Pacioretty n’a pas à s’en ronger les ongles. S’il est évident que le tireur d’élite veut retrouver le fond du filet, son joueur de centre est au courant plus que n’importe qui d’autre qu’il va devoir ajouter quelques cadeaux sous le sapin pour son compatriote américain.

« S’il marque 40 buts, ça ne veut pas dire qu’il ne peut pas passer », d’expliquer Galchenyuk, qui a trouvé le fond du filet à quatre reprises depuis le 9 décembre grâce à Pacioretty. « Je sais qu’il peut créer de beaux jeux depuis longtemps, mais j’imagine qu’il va falloir qu’on change les rôles bientôt car je lui dois quelques soupers maintenant. Il attend toujours ceux de la Caroline », raconte-t-il en riant, faisant référence au tour du chapeau qu’il a réalisé mardi soir, mis sur la table par Pacioretty.

« Nous sommes mieux de commencer à lui en donner quelques-uns », renchérit Gallagher, qui avoue avoir la vie facile depuis qu’il joue aux côtés de Pacioretty et Galchenyuk, surtout son le but qu’il a inscrit en première période, un jeu étourdissant de passes entre les trois mousquetaires.

« Je l’ai eu facile sur mon but. Je dois les remercier tous les deux. Patch a fait un bon jeu à Chucky et je savais que Chucky allait me donner la rondelle. Il a trouvé un petit trou, donc c’était assez facile. Ils ont orchestré un beau jeu. »

On peut définitivement parler de chimie instantanée entre les trois attaquants, bien qu’ils aient été tous les trois blanchis de la feuille de pointage lors de la rencontre Canadiens-Kings disputée vendredi au Centre Bell. Cela étant dit, ils sont en très grande partie responsables du succès de Tricolore, qui a remporté quatre rencontres sur cinq depuis leur retour à Montréal, coïncidant avec l’entrée en scène du trio. 
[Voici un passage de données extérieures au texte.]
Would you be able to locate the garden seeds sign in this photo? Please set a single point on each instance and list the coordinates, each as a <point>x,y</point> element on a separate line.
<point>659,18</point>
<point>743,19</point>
« Ce que j’aime de notre trio, c’est que nous n’avons pas de rôles désignés », a soutenu Pacioretty, qui pense brouiller les cartes pour les équipes adverses à l’aide de ses compagnons de trio. « Nous savons que nous pouvons tous contribuer à l’échec-avant. Nous nous battons tous derrière le filet. Nous pouvons tous être celui devant le filet à essayer de bloquer la vue du gardien adverse. Je pense que c’est difficile pour l’opposition de bien lire notre jeu en sachant que nous pouvons tous remplir les rôles sur notre trio. Ça fonctionne bien en ce moment. Nous savons que nous pouvons être encore meilleurs en bâtissant sur notre jeu, mais j’aime ce que nous avons commencé ensemble. »

À voir comment les choses se passent présentement pour les trois joueurs, il est difficile d’imaginer que la « disette » – si on peut l’appeler ainsi – de Pacioretty se poursuive longtemps.
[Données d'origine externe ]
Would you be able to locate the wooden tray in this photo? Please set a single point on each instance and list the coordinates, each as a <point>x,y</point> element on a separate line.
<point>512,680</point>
« Les deux jeunes reçoivent des cadeaux sur un plateau d’argent et je suis assis dans un coin en attendant le mien. Peut-être qu’ils attendent de me l’emballer pour me le donner à Noël. Du moins c’est ce que j’espère. »

Il attend peut-être toujours son cadeau, mais Max sait tout de même que le meilleur cadeau est celui qu’ils ont donné à la foule du Centre Bell depuis quelques rencontres. Des buts, des buts, et encore des buts. Et elle en redemandera encore et encore en 2015.